Whatever gets you off, hun.

I’ve slept with one person since my divorce 14 mos ago.

Maybe you didn’t know how to go on dates and set your own parameters- but I do.



What you are trying to communicate is unclear. Are you saying that you slept with one person in 14 months despite having numerous other opportunities out of self-control, or are you saying you didn't have numerous other opportunities, or are you saying you don't even care about other opportunities because you have a low sex drive in the first place?

In addition to number of partners, we also need to know frequency of having sex with that partner. That would give us more information about whether you are not motivated to find other partners by a low sex drive or perhaps there is another reason.

If it's because you have a low sex drive, then congratulations on being monogamous with your FWB, but typically men coming out of low/no sex marriages have different preferences.

You're a woman, right?
Anonymous
Anonymous wrote:OP you need therapy.
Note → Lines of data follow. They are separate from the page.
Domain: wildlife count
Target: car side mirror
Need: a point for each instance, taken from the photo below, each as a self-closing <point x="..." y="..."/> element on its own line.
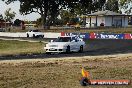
<point x="73" y="41"/>
<point x="51" y="40"/>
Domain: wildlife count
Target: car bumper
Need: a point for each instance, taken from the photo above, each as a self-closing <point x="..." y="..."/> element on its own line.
<point x="58" y="50"/>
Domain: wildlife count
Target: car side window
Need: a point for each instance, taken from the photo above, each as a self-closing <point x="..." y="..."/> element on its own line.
<point x="30" y="30"/>
<point x="74" y="38"/>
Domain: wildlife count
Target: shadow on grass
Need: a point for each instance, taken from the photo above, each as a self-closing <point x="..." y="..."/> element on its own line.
<point x="101" y="47"/>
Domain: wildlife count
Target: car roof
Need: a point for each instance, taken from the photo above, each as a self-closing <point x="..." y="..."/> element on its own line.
<point x="67" y="36"/>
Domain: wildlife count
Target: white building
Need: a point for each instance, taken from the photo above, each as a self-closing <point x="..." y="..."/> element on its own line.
<point x="106" y="18"/>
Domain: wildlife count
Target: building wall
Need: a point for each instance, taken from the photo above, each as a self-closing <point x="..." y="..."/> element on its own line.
<point x="108" y="21"/>
<point x="125" y="21"/>
<point x="93" y="21"/>
<point x="118" y="21"/>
And so does the weirdo 43 yr old “rich” chick.

You need to spend time without a man and learn to resolve the emotional issues you are dealing with. No amount of sexing will make that go away.

You need to learn self love. Your children will never learn that if they don’t see you model it. Everything you’ve shared screams of low/no self worth. You do deserve so much better OP.


I agree with this.

OP is expressing a strong emotional need for male validation in a relationship, which she isn't getting in her marriage, but her bad marriage has made her so resentful of men that she is simultaneously resisting the idea of a fulfilling emotional relationship with a new partner ever being possible.

The inherent conflict which appears between what she actually seems to want or need, and what she says she intends to seek, will not lead to a satisfactory relationship outcome for OP, regardless if it's just a temporary FWB, or something deeper.